Während sie in ihr Auto stieg, regte sie sich weiter auf, dass Rose uns mehr oder weniger raus geworfen hatte, weil ihre Eltern bald zuhause waren. Sie waren was Partys oder nur kleine Übernachtungen anging ziemlich streng. Bevor ich noch etwas sagen konnte, trat Lucy aufs Gas und war verschwunden.
"Nein Danke, du musst mich nicht fahren! Ich kann bei der Kälte ruhig alleine nach Hause gehen. Danke der Nachfrage!" schrie ich ihr hinterher und winkte dabei. Natürlich hörte sie nichts mehr von dem, was ich sagte.
Ich schnappte mir meine Tasche und stapfte durch den Schnee nach Hause. Das Leben ohne Auto war wirklich nervig.

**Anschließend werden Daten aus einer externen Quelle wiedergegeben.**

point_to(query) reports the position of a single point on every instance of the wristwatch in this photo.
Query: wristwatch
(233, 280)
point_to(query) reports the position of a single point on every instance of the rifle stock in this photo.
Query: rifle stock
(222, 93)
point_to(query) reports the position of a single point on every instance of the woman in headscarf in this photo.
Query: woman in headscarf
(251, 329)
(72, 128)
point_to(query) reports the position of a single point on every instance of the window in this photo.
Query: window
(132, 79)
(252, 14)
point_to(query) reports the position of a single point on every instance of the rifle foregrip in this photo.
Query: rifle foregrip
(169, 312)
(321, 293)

Als ich endlich ankam, wäre ich vor Hunger fast gestorben. Verdammt, wann hatte ich das letzte mal etwas Richtiges gegessen?
Ich klingelte an der Tür, aber natürlich war niemand da. Also ging ich zu unserem Gartenhäusschen und holte den Ersatzschlüssel raus.

Ich schloss die Tür auf und ging sofort in die Küche, um mir etwas zu essen zu machen.
Als ich das Geschirr in die Geschirrspülmaschine stellte, fiel mein Blick auf einen Zettel. Ich erkannte die Handschrift meiner Mutter. Schnell überflog ich den Inhalt. Als ich fertig war zog ich die Stirn in Falten. Auf dem Zettel stand, dass die Besitzer des neuen Geschäftes gegenüber von unserem heute Abend zum Essen kamen. Ich verstand zwar nicht warum unsere Konkurrenz zum Abendessen kam, aber ich wollte mich nicht in die Sachen meiner Eltern einmischen.

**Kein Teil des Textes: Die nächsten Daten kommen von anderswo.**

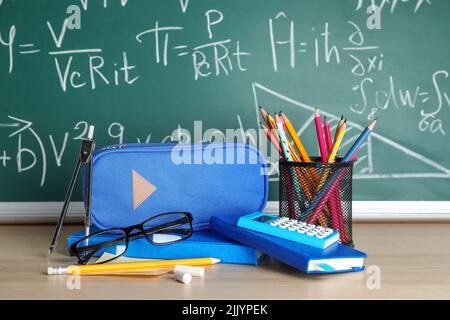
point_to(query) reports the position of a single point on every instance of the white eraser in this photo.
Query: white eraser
(91, 132)
(193, 271)
(184, 277)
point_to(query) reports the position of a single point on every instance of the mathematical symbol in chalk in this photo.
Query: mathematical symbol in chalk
(303, 44)
(181, 47)
(30, 51)
(425, 96)
(4, 158)
(184, 5)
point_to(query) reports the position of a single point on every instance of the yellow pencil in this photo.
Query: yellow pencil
(338, 127)
(290, 128)
(273, 125)
(130, 266)
(337, 143)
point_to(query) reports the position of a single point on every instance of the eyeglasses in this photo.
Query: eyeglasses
(162, 229)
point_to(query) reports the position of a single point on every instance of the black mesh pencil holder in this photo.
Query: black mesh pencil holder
(318, 193)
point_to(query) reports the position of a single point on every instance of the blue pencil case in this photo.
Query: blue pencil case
(133, 182)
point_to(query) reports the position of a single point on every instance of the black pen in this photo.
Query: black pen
(86, 150)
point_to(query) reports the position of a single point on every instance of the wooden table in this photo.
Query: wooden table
(414, 261)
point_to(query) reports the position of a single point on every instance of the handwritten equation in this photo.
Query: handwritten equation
(215, 52)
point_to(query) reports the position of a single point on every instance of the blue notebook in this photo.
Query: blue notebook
(200, 244)
(336, 258)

Ich ging hoch in mein Zimmer und setzte mich an meinen Schreibtisch, weil ich noch Lucys und meinen Vortrag vorbereiten musste. Warum konnte sie nicht einfach jemanden dafür bezahlen oder so? Sie hatte sich einen Streber gesucht, der freiwillig ihre Hausaufgaben und Schulsachen erledigte.
Wahrscheinlich war der Arme Tropf in sie verliebt oder hoffte so, im Schulrang weiter aufzusteigen.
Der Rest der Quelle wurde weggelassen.